Estoy sentado frente al ordenador, la habitación está oscura y la pantalla ilumina mis manos, un teclado que espera en la luz de sus teclas el primer párrafo que comienza a descubrir el sentido de mi lenguaje, es un lugar tranquilo desde el que poder centrarme en lo que estoy escuchando con unos auriculares que cierran los sonidos diferentes que puedan surgir de cualquier parte de todo lo que me rodea.
Hay una imagen que permanece en la pantalla y es el volcán de la Palma, casi todas las noches antes de ir a la cama dejo que mis ojos se centren en ese fuego que sale de una oscuridad, una cámara de la televisión canaria está permanentemente emitiendo las imágenes de este fenómeno de esta naturaleza que todos compartimos, de los truenos que suceden a las bocanadas de lava y ceniza que se esparcen por toda la isla, de unos caminos ardientes que van sepultando a su paso lo que el hombre construyó, las vidas que se han quedado escondidas bajo los escombros de unas casas que no podrán ser visitadas hasta muchos años en un futuro lejano.
Cada uno de los muros que han desaparecido sabían de historias, de palabras y sonidos que guardaban en sus colores, unos paisajes que han desaparecido ante la fuerza de esta corriente que circula por unos caminos ardientes, por unas tierras que ahora han desaparecido enterradas en los metros y metros de las ardientes coladas que bajando del volcán han construido unos caminos difíciles de entender, simplemente la tierra habla y es la que tiene el poder de seguir evolucionando en los lugares donde sale al descubierto su profundidad de seguir madurando.
Cierro los ojos y el sonido que me envuelve es de tormenta, rayos y truenos aparecen en los párpados cerrados imaginando una lluvia de color rojo, de un calor desconocido para el ser humano, de unas nubes que oscurecen el cielo y que dejan las aceras, los paisajes, tejados y demás lugares negros, invadiendo aquello que fue construido como ciudades, como barrios, como semilleros de los cultivos que también han quedado dormidos para siempre debajo de las capas oscuras que deja la marea lenta que todo lo guarda, unos momentos en los que dentro de muchos años quizás alguien pueda sumergirse en todo ese escenario para recuperar quizás algunas fotos o rincones en los que descubrir la sociedad que ahora permanece esperando el dormitar de tan furioso espectáculo.
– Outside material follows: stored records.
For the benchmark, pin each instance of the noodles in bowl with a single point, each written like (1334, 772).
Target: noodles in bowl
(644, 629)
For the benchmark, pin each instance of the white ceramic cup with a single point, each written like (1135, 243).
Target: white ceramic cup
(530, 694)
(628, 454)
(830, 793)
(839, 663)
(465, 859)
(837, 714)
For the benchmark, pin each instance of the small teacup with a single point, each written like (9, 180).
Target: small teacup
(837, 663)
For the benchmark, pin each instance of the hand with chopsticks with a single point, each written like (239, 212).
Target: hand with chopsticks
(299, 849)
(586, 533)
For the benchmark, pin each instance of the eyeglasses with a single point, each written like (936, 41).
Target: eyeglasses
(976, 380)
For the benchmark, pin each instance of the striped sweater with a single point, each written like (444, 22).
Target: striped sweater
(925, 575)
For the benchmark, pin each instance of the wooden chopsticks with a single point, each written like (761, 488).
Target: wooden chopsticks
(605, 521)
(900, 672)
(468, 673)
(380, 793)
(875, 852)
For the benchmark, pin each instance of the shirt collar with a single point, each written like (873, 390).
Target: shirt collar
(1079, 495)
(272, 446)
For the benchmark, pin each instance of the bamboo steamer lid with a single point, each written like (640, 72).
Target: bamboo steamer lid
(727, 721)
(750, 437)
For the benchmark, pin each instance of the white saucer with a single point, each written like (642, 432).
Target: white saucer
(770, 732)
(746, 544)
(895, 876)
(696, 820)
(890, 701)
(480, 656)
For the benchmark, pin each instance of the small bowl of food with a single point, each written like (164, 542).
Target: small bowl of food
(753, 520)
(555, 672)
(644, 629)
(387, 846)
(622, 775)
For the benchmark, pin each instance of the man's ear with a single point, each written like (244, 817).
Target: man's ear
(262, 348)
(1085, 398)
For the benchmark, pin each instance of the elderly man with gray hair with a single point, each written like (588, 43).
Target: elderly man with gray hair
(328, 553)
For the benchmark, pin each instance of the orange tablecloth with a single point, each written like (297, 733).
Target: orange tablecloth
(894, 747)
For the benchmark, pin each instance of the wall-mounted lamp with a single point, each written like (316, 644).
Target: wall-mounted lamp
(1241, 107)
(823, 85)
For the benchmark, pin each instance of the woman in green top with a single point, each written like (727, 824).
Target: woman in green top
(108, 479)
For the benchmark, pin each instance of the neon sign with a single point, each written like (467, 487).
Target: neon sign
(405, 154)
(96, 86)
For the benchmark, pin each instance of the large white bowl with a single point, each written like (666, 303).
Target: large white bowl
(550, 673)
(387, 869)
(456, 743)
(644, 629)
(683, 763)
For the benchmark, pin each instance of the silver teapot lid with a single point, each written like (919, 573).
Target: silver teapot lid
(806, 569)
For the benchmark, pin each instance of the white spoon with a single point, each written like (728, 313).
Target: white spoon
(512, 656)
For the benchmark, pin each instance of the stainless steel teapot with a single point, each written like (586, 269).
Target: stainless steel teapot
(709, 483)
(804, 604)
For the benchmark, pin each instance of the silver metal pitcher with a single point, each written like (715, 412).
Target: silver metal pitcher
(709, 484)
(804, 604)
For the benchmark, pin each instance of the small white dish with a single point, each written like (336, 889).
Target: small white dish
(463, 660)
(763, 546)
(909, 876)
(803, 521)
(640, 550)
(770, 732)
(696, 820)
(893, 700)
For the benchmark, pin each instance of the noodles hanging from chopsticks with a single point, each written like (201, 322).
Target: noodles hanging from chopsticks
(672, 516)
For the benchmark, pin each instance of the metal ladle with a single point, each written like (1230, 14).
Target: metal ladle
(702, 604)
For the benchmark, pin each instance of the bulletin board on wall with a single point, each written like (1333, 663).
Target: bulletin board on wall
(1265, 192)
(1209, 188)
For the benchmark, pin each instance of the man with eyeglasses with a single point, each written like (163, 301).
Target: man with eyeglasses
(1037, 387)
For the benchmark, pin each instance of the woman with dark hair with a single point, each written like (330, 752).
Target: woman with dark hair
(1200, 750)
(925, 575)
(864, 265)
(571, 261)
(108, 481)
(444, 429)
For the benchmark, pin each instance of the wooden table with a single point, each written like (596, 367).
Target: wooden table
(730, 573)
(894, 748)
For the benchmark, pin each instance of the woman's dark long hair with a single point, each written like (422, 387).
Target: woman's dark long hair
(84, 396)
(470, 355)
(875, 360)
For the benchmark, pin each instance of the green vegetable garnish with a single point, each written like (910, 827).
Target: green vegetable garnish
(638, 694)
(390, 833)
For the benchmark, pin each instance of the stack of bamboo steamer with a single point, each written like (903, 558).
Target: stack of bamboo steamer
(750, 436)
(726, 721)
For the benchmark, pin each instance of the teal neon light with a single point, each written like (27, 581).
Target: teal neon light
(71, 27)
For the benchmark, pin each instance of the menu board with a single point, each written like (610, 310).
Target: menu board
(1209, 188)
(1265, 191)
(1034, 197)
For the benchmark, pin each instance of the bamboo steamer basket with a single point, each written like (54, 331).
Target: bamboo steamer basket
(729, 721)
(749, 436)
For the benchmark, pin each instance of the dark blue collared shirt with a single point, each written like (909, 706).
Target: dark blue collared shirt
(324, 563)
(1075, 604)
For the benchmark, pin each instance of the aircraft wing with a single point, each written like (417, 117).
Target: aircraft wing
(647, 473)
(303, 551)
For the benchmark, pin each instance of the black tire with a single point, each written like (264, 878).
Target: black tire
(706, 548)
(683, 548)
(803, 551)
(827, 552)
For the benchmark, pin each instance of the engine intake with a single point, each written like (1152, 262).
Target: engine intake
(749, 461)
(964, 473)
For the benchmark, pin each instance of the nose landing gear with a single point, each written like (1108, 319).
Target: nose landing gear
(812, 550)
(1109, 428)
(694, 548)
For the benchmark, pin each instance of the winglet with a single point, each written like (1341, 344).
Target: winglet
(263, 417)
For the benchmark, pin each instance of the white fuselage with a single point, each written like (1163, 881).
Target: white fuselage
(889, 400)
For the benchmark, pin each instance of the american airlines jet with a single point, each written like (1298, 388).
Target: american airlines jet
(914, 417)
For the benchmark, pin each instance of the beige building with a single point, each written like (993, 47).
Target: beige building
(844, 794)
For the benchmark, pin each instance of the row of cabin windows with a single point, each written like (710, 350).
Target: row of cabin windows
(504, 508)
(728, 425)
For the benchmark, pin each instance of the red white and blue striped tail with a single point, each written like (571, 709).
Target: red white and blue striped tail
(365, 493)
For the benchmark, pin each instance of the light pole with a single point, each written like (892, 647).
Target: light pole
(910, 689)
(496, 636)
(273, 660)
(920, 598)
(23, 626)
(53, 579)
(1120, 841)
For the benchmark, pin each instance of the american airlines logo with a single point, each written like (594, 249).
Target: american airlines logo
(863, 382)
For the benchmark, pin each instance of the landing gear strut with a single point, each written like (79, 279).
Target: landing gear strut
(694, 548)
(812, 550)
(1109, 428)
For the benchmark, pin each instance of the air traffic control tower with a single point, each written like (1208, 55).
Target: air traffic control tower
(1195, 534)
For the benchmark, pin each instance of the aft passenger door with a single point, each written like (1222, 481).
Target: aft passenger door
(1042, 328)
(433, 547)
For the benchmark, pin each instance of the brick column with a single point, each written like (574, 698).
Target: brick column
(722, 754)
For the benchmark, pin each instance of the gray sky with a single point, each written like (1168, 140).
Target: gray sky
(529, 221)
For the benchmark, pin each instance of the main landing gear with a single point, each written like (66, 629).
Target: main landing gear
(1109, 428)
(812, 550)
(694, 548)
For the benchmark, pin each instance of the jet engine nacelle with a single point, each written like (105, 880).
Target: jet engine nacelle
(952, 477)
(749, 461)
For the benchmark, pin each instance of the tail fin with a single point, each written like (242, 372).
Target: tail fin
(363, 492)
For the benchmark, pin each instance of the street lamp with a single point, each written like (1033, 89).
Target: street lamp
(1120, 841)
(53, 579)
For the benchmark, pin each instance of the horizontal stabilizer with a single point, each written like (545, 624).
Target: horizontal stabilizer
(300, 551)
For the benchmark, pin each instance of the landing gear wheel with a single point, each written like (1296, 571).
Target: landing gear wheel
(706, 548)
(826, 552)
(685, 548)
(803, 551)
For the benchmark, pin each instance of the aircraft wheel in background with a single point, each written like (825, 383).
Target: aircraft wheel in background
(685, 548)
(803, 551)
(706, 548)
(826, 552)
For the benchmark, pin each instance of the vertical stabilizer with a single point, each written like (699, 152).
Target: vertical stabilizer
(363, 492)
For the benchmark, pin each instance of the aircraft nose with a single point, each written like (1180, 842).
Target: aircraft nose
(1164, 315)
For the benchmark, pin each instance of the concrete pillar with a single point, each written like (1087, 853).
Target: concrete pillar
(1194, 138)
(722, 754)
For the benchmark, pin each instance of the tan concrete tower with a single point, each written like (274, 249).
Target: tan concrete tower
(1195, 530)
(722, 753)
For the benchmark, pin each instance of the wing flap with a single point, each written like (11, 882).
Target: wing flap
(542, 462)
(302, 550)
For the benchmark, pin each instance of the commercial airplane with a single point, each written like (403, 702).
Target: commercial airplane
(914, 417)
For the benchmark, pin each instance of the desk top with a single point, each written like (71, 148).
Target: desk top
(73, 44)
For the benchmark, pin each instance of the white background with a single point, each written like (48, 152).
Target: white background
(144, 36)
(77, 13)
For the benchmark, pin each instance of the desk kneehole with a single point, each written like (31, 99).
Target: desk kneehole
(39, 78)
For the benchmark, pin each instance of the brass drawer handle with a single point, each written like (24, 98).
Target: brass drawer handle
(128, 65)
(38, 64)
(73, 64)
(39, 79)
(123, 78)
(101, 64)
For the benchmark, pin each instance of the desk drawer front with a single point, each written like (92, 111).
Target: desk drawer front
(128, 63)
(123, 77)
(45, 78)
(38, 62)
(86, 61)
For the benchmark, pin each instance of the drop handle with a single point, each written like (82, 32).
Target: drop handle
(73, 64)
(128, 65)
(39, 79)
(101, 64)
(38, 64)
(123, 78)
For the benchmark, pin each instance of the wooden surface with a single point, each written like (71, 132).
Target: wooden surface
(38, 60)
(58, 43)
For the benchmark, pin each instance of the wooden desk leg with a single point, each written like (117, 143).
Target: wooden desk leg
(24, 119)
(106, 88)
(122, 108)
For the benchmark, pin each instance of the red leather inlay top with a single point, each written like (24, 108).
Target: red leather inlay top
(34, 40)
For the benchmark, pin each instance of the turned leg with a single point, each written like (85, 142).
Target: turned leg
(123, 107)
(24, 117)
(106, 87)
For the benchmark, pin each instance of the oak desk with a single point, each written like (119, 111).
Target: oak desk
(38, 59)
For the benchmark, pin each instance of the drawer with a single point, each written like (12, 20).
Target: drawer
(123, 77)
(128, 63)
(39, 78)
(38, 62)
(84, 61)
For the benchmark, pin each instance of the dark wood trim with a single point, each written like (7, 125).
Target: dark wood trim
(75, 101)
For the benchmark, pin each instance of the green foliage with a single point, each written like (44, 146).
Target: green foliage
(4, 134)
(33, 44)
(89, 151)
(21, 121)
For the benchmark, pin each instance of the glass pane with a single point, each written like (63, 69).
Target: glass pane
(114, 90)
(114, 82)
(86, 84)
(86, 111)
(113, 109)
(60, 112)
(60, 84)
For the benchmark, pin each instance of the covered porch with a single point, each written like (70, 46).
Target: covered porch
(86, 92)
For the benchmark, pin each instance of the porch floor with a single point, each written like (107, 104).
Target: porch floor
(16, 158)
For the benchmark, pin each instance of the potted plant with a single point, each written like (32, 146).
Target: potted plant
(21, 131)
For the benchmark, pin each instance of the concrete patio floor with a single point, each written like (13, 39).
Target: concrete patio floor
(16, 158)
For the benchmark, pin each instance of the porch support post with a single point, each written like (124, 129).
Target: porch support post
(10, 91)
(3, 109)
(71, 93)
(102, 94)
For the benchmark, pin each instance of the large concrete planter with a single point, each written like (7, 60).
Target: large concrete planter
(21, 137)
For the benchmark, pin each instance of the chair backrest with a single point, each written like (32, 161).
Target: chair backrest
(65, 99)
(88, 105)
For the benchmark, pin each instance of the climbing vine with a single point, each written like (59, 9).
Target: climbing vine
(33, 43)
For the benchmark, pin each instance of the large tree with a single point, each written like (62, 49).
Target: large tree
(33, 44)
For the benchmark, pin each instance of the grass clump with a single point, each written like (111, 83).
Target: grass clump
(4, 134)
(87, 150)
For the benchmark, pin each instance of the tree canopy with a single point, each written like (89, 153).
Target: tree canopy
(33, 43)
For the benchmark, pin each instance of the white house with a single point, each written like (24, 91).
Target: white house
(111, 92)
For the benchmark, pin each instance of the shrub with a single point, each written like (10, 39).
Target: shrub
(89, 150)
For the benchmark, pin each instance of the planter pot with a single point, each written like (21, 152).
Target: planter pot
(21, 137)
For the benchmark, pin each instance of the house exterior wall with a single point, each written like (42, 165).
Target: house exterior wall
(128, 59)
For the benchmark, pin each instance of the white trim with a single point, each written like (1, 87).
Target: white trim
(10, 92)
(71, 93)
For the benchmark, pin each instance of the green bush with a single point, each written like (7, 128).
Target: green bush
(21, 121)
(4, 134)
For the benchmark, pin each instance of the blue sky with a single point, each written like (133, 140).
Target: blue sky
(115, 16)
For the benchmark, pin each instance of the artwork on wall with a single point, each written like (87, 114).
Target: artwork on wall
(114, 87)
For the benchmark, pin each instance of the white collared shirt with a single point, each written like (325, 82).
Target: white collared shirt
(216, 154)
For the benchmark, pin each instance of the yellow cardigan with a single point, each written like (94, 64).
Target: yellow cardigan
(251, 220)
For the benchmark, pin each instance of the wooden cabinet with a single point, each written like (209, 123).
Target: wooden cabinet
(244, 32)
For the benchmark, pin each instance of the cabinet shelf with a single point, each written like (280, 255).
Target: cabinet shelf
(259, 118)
Sigo escuchando la tormenta y descubro la maravilla que este planeta nos regala a los que no sufrimos por la desdicha, y en mis ojos cuelgan unas pequeñas lágrimas por todas aquellas personas que siguen escuchando el tremor de un fuego que sigue y sigue sepultando sus vidas, sus recuerdos, sus momentos que tuvieron para levantar aquellas calles, unas casas que ahora están debajo de un sedimento que contiene esta esfera azul que habita en el cielo lleno de estrellas, un sentimiento de no poder hacer nada, aunque ya es una gran victoria que no haya nadie que haya perdido la vida, aunque la vida se ha ido de muchas mentes en estos sesenta días que sigue vomitando fuego y ceniza para llegar a construir en el mar un nuevo acantilado, unas nuevas tierras que seguramente serán prolíficas para los siguientes residentes que vuelvan a trabajar con mucho esfuerzo en los años que siguen a todo esto.
Quería dejar en estas palabras un sentimiento que no tiene palabras, que no llega con las imágenes, que no contiene ningún lamento, solamente agradecer el esfuerzo de muchas personas porque se hayan salvados muchas vidas, muchas edificaciones y felicitar a todos los implicados en seguir ayudando desde la distancia y la cercanía a un pueblo herido, pero no muerto, pues no hay muerte en la herida sino lamento por lo perdido.